Mutuality is threatened, paradoxically, when it is either too successful or when it is not successful enough. Where it is insufficiently successful, the problem is that of finding stakeholders who will make sufficient long-term contracts with the organization to enable it to survive periods of difficult trading or to develop new activities. At the same time, business is also restricted by the need to minimize operating risk. Most commonly, these problems are reflected in the difficulties which many mutual organizations encounter in raising sufficient capital.
Where mutuality is too successful, the problem of lack of clarity in entitlement to the surpluses which the organization generates becomes more serious. The task of distributing these surpluses becomes more onerous. The temptation to move to a different form of organization, which not only clarifies these entitlements but actually enables them to be immediately realized at considerable benefit to current stakeholders, may become too great to resist.
This lack of clarity about these entitlements is reflected in which is certainly a vaguer and hence often a less effective form of the accountability of managers to stakeholders. With the best management, this may actually work to the advantage of the organization and of all stakeholders in the long term. The disregard of Japanese corporations for short-term returns to shareholders has certainly not worked to disadvantage of investors in Japanese securities. In other cases, the protection of mutuality can breed complacency and inhibit response to change.

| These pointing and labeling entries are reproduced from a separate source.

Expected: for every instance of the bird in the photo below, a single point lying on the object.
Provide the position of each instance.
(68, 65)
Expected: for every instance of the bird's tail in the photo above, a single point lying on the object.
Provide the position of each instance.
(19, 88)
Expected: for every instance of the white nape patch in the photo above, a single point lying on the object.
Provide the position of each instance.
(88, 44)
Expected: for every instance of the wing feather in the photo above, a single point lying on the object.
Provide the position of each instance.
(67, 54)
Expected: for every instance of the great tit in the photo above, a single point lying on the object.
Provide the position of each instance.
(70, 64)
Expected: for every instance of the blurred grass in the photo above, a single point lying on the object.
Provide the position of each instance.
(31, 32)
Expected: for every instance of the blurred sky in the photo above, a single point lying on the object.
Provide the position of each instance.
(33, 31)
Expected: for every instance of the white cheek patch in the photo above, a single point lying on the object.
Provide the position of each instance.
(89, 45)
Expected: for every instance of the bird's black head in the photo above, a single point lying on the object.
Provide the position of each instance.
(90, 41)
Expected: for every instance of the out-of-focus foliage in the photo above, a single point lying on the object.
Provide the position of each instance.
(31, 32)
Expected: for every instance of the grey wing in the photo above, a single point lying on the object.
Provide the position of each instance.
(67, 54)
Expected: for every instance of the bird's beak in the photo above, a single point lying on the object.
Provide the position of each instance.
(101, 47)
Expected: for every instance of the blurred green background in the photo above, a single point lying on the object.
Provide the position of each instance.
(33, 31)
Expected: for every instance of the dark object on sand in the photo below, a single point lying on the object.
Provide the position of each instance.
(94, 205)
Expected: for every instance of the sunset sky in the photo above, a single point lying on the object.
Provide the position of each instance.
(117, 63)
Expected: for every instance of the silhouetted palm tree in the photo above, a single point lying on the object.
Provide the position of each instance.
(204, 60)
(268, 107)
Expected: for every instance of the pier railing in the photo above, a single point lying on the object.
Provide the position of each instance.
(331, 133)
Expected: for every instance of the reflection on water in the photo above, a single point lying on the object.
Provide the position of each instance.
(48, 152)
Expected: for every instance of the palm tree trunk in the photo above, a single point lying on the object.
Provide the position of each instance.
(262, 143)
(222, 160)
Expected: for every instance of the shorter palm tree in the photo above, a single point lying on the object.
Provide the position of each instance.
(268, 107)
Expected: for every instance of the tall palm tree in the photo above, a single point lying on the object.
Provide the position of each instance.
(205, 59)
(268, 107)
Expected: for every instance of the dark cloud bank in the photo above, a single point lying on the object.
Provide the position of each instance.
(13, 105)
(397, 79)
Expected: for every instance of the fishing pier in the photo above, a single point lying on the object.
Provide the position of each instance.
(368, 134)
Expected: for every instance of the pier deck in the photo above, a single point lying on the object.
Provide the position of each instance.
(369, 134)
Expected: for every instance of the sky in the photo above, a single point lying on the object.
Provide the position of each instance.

Perhaps the key question for us to debate is whether a more general framework for mutuality can be found which achieves greater clarity of stakeholder rights and external accountability without jeopardizing the network of relational contracts on which the considerable successes of mutual organizations have so often been founded.
REFERENCES
Arrow, K. J. 1963 “Uncertainty and the Welfare Economics of Medical Care”, in American Economic Review, 53, 941-973
Ben-Ner, A 1986 “Non-Profit Organisations: Why do they exist in market economies?” in Rose-Ackermann, S., The Economics of Non-Profit Institutions, Oxford, Oxford University Press, 94-113.
Davis E. and Kay J.A. 1990 “Assessing Corporate Performance”, in Business Strategy Review, 1(2), 1-16
Hansmann, H. 1980 “The Role of Non-Profit Enterprise”, in Yale Law Journal, 89, 835-901
Hansmann, H. 1988 “Economic Theories of Non-Profit Organization”, in Powell, N.W. (ed.) The Non-profit Sector, Yale, Yale University Press, 27-42
McNeil I.R. 1974 “The Many Factors of Contract” in Southern Californian Law Review, 47, 119-174
McNeill I.R. 1978 “Contracts; adjustment of long term economic relations under classical, neoclassical and relational contract law”, in Northwestern University Law Review, 72, 854-905
Williamson, O.E. 1975 Markets and Hierarchies, New York, Macmillan, The Free Press
Williamson O.E. 1985 The Economic Institutions of Capitalism, New York, Macmillan, The Free Press
Willman, P 1986 Technological Change, Collective Bargaining and Industrial Efficiency Clarendon Press, Oxford
Young, D 1983 If not for profit, for what? Lexington, Massachusetts, D.C. Heath.